Ali Babacan, geçtiğimiz günlerde Anayasa'nın bir kez daha, bu kez Türkiye Büyük Millet Meclisi çatısı altında delindiğini belirterek, iktidarın hukuku defalarca ayaklar altına aldığını ve bu alışkanlığın Meclis'e de sirayet ettiğini söyledi. Hakimler ve Savcılar Kurulu'na üye seçiminde Anayasa'nın açık hükümlerine rağmen komisyonun kura yerine yeniden seçim yaptığını ifade eden Babacan, bunun açık bir anayasa ihlali olduğunu vurguladı. Babacan, "Düzensizlik, kanunsuzluk ve çürüme bulaşıcıdır. Bir elmanın bir yerinde çürüme başladıysa devamı gelir.
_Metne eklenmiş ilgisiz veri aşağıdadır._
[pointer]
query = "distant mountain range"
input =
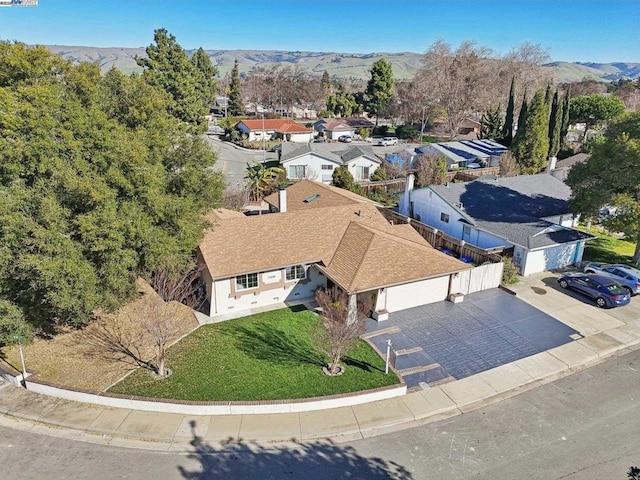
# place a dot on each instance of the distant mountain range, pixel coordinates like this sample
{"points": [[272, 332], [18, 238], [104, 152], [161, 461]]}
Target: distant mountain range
{"points": [[338, 65]]}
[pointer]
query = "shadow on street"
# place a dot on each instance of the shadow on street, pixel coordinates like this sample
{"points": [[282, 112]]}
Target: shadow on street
{"points": [[236, 459]]}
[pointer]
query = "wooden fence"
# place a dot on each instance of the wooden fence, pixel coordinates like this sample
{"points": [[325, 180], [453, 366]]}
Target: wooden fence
{"points": [[442, 241]]}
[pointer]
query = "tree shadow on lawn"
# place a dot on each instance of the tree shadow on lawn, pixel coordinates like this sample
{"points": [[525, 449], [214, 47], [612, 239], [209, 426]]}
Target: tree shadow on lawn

Çürüme elmanın tamamına yayılır" diyerek uyarıda bulundu.
Babacan, ‘Kırık Cam Teorisi'ni hatırlatarak, "İktidarın tepesindekileri uyarıyorum. "Anayasa bir kez delinirse çok şey olur" diyorum. Sizden cesaret alan bazı hakimler, savcılar ülkenin "başındaki uymuyor, Meclis uymuyor, ben de uymayabilirim der." Uymuyorum hastalığı tüm ülkeye yayılır. Bu ülkede artık hiçbir şey dikiş tutmaz. Geçen hafta bu Meclis çatısı altında yapılan Anayasa ihlalini küçük bir şey olarak görmeyelim. O delik büyür. Bir konuda anayasa ihlali yapan başka konularda da artık tutamazsınız. Hep beraber sağlam durmak zorundayız" diye konuştu.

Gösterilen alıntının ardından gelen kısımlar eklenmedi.